The one exception to this humanizing habit is Portia, a distinctly inhuman, vengeful, and strategic entity. She plays the role of an unruly defense mechanism that has been integrated into Amy, the protagonist we met in vN. The personality and ability dualism recalls a long tradition of fiction, especially Japanese manga and anime, where young (usually female) protagonists contain and struggle to control alter egos whose role is that of aggressor and enforcer, lending great power to otherwise juvenile and physically weak characters. One of the series most reminiscent of the Machine Dynasty is Ayashi no Ceres, wherein the blood of an ancestral superbeing gives the protagonist the ability to transform into Ceres, a vengeful, powerful, and violent entity. Ceres protects the protagonist — but is too powerful to control once invoked, and often leaves a trail of destruction in her wake.
When Amy finally acts to release her fellow protagonist Javier (and eventually all vN), the symbolism is not subtle. Amy begins the escape from their human oppressors using an apple as a vehicle for their freedom (bite the apple, be free from enforced behaviour). When Eve bit into the apple, it granted the knowledge of right and wrong, an expression of Christian morality — no different than the tablets brought down from the hillside by Moses. But in Amy’s case, it frees them of posited morality — creating a void in which the vN may build and live by their own moral code.

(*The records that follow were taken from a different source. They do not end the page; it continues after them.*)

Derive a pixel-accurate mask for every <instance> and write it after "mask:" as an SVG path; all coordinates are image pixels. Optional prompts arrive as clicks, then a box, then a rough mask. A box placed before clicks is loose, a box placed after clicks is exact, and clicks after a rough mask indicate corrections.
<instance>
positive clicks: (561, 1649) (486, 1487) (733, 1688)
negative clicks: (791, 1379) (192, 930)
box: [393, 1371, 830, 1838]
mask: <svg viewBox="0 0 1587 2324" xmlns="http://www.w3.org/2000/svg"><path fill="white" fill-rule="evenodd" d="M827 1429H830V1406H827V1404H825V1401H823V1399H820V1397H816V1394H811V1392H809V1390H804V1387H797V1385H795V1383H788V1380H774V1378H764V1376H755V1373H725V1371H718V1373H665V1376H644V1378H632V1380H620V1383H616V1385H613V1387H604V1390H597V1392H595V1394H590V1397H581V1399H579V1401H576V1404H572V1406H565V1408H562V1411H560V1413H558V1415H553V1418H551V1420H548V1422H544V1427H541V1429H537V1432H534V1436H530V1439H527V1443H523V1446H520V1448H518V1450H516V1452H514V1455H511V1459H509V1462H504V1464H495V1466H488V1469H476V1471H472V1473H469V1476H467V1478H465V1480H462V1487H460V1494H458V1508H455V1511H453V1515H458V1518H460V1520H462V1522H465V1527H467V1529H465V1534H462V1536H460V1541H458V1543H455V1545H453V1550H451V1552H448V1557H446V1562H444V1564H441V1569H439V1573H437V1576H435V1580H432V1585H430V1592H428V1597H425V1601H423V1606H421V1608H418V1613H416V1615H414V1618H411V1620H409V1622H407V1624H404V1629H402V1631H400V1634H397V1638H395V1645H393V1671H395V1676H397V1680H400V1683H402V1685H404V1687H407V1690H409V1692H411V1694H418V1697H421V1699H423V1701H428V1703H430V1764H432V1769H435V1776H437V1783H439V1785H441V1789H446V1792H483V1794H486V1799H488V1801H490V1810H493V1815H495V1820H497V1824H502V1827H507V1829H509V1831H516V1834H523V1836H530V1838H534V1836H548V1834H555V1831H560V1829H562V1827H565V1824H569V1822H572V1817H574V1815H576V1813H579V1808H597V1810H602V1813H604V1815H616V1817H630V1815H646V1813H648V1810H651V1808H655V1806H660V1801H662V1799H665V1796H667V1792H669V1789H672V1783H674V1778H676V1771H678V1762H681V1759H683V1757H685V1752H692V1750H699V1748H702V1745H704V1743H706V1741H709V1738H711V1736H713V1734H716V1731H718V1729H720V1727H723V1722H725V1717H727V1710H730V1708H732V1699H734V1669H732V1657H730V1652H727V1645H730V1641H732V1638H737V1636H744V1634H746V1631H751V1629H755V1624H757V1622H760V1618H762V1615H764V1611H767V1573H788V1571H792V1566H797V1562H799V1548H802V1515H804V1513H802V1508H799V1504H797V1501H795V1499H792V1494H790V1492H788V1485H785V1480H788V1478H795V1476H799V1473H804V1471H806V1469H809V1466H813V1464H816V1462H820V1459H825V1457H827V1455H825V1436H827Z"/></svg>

In all of these cases, Ashby cracks the cover of fascinating debates, often introducing new twists to some very old discussions. In the twist described above, for example, it’s interesting that the messiah (Amy) bears the apple — a pleasant overturning of the traditional symbolism, positing the woman not as the first sinner, but as the agent of freedom — elevating herself through an act of creation. In Amy’s case, her human creators stand as pseudodeities over their world, and in her moral transformation, she elevates the vN to the same level. The original words of the old testament describe a god who does not want his creations to rise to the same level as the divine — making the sequence an apt retelling.

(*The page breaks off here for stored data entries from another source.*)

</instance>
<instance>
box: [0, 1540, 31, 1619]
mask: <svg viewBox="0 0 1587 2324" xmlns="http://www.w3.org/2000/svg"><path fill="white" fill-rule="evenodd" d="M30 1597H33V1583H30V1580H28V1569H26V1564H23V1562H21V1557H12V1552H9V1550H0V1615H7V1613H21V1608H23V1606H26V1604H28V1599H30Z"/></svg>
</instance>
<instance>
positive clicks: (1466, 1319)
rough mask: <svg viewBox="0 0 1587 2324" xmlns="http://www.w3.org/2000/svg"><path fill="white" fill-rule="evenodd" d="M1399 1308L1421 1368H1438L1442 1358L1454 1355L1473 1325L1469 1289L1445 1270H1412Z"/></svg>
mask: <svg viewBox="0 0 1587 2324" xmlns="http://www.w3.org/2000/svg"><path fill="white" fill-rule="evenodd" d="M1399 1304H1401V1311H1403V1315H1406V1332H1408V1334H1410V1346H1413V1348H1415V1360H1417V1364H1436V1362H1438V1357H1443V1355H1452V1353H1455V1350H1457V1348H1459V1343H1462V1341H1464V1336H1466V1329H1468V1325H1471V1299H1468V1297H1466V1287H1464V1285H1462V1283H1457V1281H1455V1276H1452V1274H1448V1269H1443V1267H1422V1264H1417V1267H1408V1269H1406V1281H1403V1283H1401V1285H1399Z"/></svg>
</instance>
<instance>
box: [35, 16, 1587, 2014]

Similarly, the imposed moral system is rich with potential and implicit statements. One among many is that posited morals are fundamentally oppressive. Freedom (including the freedom to create or re-create life) are presented as being dependent on having the power to form and live by personal systems of morality. I could go on.

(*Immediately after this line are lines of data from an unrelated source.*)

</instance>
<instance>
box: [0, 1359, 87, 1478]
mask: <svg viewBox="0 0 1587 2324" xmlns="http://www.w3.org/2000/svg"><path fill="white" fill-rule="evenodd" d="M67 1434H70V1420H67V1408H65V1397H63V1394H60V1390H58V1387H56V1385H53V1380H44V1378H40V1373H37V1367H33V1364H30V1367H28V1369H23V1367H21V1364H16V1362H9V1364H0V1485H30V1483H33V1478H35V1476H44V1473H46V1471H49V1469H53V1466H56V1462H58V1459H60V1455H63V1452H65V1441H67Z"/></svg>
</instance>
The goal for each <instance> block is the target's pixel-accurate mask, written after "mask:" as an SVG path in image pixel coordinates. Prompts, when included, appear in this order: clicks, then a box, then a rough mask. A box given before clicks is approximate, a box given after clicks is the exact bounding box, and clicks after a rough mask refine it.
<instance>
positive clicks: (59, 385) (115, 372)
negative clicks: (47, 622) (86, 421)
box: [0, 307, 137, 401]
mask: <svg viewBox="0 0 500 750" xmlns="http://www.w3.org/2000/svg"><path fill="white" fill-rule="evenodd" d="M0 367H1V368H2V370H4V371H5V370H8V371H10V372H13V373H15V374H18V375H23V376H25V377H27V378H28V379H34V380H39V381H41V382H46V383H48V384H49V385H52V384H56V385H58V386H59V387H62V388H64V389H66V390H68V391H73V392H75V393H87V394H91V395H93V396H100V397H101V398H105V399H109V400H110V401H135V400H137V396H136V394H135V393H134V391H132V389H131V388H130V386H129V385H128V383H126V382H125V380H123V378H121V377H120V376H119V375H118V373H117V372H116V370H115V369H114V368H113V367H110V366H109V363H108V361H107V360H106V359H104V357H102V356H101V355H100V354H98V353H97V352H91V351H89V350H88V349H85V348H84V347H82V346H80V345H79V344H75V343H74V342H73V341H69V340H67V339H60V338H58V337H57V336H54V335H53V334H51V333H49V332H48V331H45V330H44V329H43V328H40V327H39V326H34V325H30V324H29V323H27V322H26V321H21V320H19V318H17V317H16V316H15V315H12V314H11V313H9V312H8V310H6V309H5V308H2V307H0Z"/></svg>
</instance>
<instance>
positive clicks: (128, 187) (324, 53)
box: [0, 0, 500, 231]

It’s tantalizing to read the second book in series, and find it littered with ideas that reframe tired debates in novel and interesting ways. Many of the best bits of iD (and its predecessor, vN) present the reader with twisted incarnations of classic science fiction tropes — but the ideas are almost immediately pushed into the backdrop. How could a reader not be disappointed when those gems are left bobbing at the surface while the plot plunges forward? It’s possible that I’m asking too much of a series that’s already telling an engaging story in a fascinating way — iD is adventure fiction, a story of the coming of age of an unexpected saviour, an episodic romp studded with out-of-control powers, quirky introspection, unusual romance and a fair bit of swashbuckling. Still, I can’t help hoping that Ashby’s next book finds a few moments to explore these ideas alongside the romance, explosions and adventure.